Measure What Matters

Measure What Matters

EXCERPT: An expert on school reform assesses the state of assessment in public education.

John Merrow ’63 | Nov - Dec 2017

The maxim “Measure What Matters” could be a bumper sticker, because it’s unambiguous: First, figure out what we care about in education and then develop ways of measuring those skills. While that sounds simple, it might not be easy: It requires us to define just what ‘success’ means when it comes to schooling. What do we want our children and grandchildren, and other people’s children and grandchildren, to be good at? It would be short-sighted to think only of those we share blood ties with because other people’s children and grandchildren will, as adults, be fixing the gas leak at your neighbor’s home, monitoring your IV drip in the hospital, and maintaining the jet engines on the planes you fly on.

Right now most school systems do the opposite of “Measure What Matters,” valuing instead what’s easy (and inexpensive) to measure. But it may be about more than saving money, because the strong supporters of ‘School Reform’ tend to endorse and support what I call the “test and punish” approach, with teachers as the target.
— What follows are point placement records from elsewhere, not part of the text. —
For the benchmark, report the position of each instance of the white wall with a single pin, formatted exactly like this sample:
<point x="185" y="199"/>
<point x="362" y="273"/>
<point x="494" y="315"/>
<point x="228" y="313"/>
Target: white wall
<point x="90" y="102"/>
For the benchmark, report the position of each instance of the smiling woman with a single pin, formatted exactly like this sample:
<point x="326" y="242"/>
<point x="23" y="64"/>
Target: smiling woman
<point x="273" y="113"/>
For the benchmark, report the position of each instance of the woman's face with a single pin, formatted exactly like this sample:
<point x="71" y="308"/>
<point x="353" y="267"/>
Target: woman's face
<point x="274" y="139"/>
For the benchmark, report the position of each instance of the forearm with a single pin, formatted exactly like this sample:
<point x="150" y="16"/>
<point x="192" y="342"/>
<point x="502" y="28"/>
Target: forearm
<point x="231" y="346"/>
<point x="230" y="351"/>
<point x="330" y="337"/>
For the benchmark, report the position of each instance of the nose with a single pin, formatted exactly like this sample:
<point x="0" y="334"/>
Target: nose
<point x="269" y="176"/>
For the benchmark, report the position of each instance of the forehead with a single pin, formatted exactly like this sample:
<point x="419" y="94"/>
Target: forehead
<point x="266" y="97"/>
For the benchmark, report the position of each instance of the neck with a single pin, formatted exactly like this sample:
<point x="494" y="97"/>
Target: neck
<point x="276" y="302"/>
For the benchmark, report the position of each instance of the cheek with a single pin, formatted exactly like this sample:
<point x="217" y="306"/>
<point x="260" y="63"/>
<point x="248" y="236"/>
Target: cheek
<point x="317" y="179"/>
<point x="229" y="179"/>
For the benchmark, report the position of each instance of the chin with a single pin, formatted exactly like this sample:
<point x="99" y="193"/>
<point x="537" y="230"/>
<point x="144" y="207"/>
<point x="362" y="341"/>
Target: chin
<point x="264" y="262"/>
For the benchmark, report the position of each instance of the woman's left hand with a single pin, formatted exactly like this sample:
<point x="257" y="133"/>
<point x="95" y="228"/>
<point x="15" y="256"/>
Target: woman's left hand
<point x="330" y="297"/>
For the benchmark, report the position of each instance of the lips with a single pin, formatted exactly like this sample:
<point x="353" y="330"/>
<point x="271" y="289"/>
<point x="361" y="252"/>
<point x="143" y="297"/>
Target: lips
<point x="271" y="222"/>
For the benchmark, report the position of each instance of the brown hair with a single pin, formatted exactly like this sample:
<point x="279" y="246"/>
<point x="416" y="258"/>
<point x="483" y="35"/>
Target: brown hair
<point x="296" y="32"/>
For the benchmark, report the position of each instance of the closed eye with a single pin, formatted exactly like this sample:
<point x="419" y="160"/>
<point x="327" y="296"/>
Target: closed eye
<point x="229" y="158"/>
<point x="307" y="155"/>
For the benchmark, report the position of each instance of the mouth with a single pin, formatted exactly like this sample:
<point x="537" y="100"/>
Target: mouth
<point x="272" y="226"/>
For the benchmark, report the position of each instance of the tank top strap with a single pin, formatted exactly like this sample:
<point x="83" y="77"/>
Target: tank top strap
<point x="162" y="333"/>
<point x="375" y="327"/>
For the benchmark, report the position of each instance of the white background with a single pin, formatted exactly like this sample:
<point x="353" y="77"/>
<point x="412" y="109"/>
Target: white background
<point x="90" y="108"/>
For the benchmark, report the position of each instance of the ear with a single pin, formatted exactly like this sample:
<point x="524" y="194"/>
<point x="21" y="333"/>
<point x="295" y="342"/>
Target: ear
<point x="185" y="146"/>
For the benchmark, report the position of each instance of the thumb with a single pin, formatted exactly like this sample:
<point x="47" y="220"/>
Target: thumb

For these folks, cheap tests are just fine. This policy of judging teachers based almost solely on student test scores has poisoned learning by turning it into a “gotcha” game.
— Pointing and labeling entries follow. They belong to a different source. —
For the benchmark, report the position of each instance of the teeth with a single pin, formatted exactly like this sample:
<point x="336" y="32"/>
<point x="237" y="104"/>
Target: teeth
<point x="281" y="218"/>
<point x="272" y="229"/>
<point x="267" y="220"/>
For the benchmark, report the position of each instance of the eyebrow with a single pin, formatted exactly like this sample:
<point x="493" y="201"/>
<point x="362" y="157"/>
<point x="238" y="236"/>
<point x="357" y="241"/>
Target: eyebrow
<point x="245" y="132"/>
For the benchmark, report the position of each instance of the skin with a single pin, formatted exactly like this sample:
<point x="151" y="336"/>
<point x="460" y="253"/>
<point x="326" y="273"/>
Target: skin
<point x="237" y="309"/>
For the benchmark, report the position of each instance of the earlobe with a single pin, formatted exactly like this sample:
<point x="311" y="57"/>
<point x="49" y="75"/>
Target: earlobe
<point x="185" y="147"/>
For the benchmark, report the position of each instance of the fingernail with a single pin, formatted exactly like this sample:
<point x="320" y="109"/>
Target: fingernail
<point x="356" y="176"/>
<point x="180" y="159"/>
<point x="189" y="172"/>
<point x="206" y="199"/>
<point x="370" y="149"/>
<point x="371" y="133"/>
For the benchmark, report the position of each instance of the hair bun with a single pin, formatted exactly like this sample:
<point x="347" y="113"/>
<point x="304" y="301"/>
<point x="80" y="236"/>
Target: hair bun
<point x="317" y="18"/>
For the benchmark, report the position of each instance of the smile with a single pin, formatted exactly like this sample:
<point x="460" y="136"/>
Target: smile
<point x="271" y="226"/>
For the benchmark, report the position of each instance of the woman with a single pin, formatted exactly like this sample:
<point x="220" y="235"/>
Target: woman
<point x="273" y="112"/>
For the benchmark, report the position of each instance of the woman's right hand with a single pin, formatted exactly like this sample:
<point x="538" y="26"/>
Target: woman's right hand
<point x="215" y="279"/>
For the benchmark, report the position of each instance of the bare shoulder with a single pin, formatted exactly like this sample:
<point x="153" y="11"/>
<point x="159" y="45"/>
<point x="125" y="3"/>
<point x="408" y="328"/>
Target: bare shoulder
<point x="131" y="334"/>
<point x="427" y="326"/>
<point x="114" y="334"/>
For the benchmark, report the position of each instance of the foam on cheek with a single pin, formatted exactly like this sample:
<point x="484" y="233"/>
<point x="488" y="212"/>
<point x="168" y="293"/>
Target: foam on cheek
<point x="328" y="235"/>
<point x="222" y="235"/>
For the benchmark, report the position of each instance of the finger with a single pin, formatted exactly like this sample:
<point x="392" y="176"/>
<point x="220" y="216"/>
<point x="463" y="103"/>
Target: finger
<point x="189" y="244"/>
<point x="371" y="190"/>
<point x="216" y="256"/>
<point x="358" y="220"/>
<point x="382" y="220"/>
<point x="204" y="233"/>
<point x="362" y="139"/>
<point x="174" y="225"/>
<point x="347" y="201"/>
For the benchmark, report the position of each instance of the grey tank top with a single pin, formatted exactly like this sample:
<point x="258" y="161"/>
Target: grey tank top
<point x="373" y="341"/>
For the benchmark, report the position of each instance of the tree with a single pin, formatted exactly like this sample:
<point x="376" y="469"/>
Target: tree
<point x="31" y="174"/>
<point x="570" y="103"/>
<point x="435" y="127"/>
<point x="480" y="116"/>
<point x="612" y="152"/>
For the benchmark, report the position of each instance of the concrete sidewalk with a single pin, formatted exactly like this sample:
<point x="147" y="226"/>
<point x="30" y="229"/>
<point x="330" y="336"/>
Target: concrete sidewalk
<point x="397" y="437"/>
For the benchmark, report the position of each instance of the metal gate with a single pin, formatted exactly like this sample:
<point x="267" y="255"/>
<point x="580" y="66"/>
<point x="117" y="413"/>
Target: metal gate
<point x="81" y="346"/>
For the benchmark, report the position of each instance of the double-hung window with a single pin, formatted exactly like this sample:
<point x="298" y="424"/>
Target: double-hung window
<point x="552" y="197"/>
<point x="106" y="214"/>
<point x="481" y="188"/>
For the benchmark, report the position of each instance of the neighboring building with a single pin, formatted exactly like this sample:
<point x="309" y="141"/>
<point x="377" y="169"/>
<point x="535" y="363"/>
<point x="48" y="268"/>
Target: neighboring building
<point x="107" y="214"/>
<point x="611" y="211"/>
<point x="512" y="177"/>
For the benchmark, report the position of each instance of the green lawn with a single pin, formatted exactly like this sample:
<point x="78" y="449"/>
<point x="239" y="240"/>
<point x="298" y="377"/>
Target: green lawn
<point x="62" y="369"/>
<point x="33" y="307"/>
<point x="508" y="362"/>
A healthier approach would be “assess to improve,” with assessment being a tool to help both students and teachers get better. The contrast between “assess to improve” and “test and punish” could not be starker.
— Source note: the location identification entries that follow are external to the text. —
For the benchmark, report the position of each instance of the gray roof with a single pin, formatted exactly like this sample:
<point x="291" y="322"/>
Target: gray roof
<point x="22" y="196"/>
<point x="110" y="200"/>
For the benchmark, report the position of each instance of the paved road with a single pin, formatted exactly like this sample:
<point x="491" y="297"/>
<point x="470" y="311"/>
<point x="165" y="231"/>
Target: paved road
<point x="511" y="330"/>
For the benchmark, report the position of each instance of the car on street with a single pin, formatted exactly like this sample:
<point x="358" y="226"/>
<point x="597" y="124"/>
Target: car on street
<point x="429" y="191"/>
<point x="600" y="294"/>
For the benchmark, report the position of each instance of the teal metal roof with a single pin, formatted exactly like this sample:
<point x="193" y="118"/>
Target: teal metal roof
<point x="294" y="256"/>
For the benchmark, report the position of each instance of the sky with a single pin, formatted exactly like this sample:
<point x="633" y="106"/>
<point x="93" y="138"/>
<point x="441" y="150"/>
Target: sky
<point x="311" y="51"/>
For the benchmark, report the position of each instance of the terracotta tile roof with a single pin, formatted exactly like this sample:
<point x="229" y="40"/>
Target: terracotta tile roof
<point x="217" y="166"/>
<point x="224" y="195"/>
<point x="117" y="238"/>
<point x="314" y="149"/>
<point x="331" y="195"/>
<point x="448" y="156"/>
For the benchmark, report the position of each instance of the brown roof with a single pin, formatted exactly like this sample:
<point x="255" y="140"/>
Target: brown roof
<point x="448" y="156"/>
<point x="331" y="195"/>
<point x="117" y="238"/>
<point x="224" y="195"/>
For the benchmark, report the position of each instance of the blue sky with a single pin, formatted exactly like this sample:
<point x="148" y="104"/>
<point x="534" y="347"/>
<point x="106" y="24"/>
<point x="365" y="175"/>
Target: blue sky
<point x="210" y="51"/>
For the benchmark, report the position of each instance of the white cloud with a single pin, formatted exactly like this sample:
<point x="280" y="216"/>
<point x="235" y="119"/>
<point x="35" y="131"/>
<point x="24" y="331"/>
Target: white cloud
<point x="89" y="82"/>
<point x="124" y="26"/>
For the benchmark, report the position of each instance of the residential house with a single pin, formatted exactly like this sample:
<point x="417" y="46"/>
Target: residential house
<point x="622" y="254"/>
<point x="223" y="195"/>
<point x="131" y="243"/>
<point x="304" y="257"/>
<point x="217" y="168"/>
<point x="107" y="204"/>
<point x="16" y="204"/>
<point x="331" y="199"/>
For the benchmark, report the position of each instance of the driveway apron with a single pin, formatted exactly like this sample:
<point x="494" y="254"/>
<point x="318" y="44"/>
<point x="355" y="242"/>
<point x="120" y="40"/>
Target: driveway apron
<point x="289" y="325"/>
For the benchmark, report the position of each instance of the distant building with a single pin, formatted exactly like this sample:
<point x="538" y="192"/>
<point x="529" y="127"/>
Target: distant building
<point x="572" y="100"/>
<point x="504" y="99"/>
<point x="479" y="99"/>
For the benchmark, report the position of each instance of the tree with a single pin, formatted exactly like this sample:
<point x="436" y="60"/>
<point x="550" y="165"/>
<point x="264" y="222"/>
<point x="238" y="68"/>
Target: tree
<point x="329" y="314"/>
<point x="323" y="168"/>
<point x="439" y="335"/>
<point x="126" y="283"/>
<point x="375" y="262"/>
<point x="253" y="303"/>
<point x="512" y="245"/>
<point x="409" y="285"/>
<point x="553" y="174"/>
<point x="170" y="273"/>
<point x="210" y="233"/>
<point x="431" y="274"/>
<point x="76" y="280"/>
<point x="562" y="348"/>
Whenever anyone talks seriously about redesigning schools, opponents of change drag out a familiar straw man, “Maybe everyone hates these tests, but how will we measure academic progress if we abandon testing?” No serious proponent of change is opposed to evaluating learning. While academic learning must not be understood as the only goal, its importance cannot be overlooked or dismissed. Yes, the unwarranted emphasis on costly and time-consuming standardized testing distorts the process of teaching and learning in schools, but the public and parents have the right to know what students are learning. We must have measures of learning—that is, tests—but they must be valid, reliable measures of genuine learning.[i]

The multiple-choice questions on standardized, machine-scored tests are not designed to measure diligence, honesty, tolerance, fairness, and compassion, which are the values and attitudes that parents repeatedly say they want their children to possess. Parents want their kids to be well rounded; to develop the skills they need to continue learning on their own; and to become good citizens, productive workers, and fulfilled human beings. Most employers would probably agree. So, if those attributes, skills and behaviors matter, we must determine how to measure them.

My argument is that a new approach must seek to find out how each child is intelligent, replacing the current question, “How smart are you?” Today’s system uses tests (and race and parental income) to sort children into groups (which are not but might as well be called ‘winners’ and ‘losers’). We need to determine what matters most and then—and only then—develop measures to assess progress toward those outcomes. Or, as some advocates express it, we need to measure what we value, instead of valuing what we measure.

Too Much Money . . . and Too Little
Paradoxically, public education spends too much money overall and too little on testing and assessment. Basically, our school districts and states buy lots of cheap tests and administer them to every student in grades 3 through 10, and sometimes in the grades above and below those. The bill for this comes to tens of billions of dollars a year, according to FairTest. How much varies widely from state to state. “We find that the 45 states from which we obtained data spend a combined $669 million per year on their primary assessment contracts, or $27 per pupil in grades 3-9, with six testing vendors accounting for 89 percent of this total. Per pupil spending varies significantly across states, with Oregon ($13 per student), Georgia ($14), and California ($16) among the lowest-spending states, and Massachusetts ($64), Delaware ($73), and Hawaii ($105) among the highest spending,” wrote Matthew Chingos in a 2012 report.[ii]

But to put the highest number, Hawaii’s $105, in perspective, consider how much you might spend having your car “assessed” every year. I drive a 2002 Toyota 4Runner (which I bought used in 2010 for $12,000), and the annual tune-up costs about $200. Ironically, I bought the car in California, which spends less than $20 per child on state assessments—not even 10 percent of what I spend assessing my car’s condition!

Testing companies, which know that there’s no good reason to test every child every year, must be laughing all the way to the bank. Sampling works in education just as it works in politics and marketing, and school districts could save billions by testing stratified random samples of students every year, then perhaps testing all children every three or four years. Teacher judgments are reliable and valid, and we used to trust them; now we no longer do (another consequence of our addiction to school reform). If we can learn to trust sampling and spend our money on good assessments, we would have better data, teachers and students would have more time for learning, and our students would no longer be the most-tested kids in the world.

Questionable Questions
Experiencing the vapidity of some test questions may help you grasp the problems with testing and understand why American students score lower than their counterparts in most other advanced nations. The first sample problem was offered by the University of Wisconsin–Oshkosh to high school math teachers and was designed to help “close the math achievement gap.”

Jack shot a deer that weighed 321 pounds. Tom shot a deer that weighed 289 pounds. How much more did Jack’s deer weigh than Tom’s deer?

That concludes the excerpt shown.